Numéro 45 : « Ange Vincent » de Jean-Claude Pirotte (2001)

Qu’est-ce que la poésie ? Une suite de mots dont on ne saisit pas tout de suite le sens, mais dont l’assemblage est beau à lire, à entendre, à réciter, à rêver. La poésie, c’est un livre qui parle de la pluie, un livre sur le silence. Quelque chose de plus qu’une simple histoire à raconter : la grâce ne se « pitche » pas. Jean-Claude Pirotte est un poète avant d’être un romancier, parce qu’il attache plus d’importance à la musique qu’aux anecdotes. Et pourtant il en a vécu un paquet, d’anecdotes, cet ancien avocat buissonnier… Ce qui fait d’Ange Vincent une des plus fortes émotions de cette liste tient dans le mélange de la langue la plus pure avec les souvenirs les plus évanescents. Conçu comme un catalogue de fragments dédiés aux femmes de sa vie (en commençant par le commencement : sa mère froide, et une sœur lointaine), ce roman autobiographique n’a pourtant pas grand-chose à voir avec un pendant masculin de Dans ces bras-là de Camille Laurens. Car Pirotte flotte : chacune de ses phrases semble échapper à la précédente. Saluons la victoire du solitaire en fuite sur les agités grégaires. Jamais je ne me suis senti aussi proche d’un styliste qui pourrait être mon parfait contraire.

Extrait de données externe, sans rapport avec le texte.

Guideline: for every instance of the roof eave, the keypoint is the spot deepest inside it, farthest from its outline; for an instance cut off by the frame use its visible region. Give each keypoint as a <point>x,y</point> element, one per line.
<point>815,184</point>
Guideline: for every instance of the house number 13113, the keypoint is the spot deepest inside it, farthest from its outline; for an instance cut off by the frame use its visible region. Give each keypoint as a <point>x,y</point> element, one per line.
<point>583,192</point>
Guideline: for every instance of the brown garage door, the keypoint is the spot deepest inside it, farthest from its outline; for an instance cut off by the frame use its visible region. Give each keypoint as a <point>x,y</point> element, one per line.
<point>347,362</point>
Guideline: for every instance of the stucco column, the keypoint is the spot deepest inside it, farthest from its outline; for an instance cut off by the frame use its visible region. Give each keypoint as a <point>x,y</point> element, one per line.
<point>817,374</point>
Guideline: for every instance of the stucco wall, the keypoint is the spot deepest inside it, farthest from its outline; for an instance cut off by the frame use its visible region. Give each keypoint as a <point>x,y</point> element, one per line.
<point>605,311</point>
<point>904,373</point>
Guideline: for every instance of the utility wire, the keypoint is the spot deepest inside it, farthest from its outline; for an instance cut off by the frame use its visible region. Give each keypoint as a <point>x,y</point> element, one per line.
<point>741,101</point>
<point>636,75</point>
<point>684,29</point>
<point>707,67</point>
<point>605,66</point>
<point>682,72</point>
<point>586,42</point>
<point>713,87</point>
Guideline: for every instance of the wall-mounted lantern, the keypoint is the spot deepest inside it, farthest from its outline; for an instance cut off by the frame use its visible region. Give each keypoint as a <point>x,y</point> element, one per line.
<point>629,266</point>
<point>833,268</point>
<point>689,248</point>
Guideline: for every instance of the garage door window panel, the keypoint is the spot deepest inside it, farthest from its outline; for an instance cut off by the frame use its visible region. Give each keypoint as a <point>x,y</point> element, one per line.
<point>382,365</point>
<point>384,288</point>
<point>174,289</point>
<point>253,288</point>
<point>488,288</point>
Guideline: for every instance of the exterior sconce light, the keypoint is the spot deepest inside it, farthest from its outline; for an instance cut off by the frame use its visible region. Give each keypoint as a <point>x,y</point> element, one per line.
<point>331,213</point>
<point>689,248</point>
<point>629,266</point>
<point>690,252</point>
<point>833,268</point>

Toutes les douleurs font son miel : une photo retrouvée, le son d’un fado, une phrase de D.H. Lawrence, des femmes prénommées Claire, Mariuccia, Lise, Lucina, Caria, Perle d’Eau, et des arbres, et le vent. Par instants, Pirotte se hisse si loin au-dessus des contingences ridicules d’une rentrée littéraire que l’on se croirait en train de lire Fernando Pessoa. Cela nous repose des combines et scandales automnaux. Pirotte a un secret : l’écriture en creux. Son goût de la sécheresse et de la rareté donne à chaque page de ses livres une densité inhabituelle et incongrue. On a envie de l’apprendre par cœur, de se bourrer la gueule de mots comme « hiver », « vallée », « siècles », « fenêtre » et « nuit » qui reviennent si souvent sous sa plume Pirotte, c’est du Bobin réussi, du Delerm qui aurait troqué le « moins-que-rien » pour le « plus-que-tout ».

Certains passages seraient à recopier, pour expliquer aux récalcitrants ce qu’est la littérature : « La petite ville demeure bleue, grise, bleue, noire, bleue. » Est-ce de la paresse, cette hésitation, cette répétition ? Non, c’est la vérité changeante, l’indécision du poète en prose qui tente de décrire un village du Nord, dont la lumière évolue selon les caprices des nuages. Comme chez Baudelaire : « Ta tête, ton geste, ton air/Sont beaux comme un beau paysage » ou Éluard : « La Terre est bleue comme une orange ». L’écrivain est un dictateur qui a tous les droits, dès lors qu’il traque une vision subjective.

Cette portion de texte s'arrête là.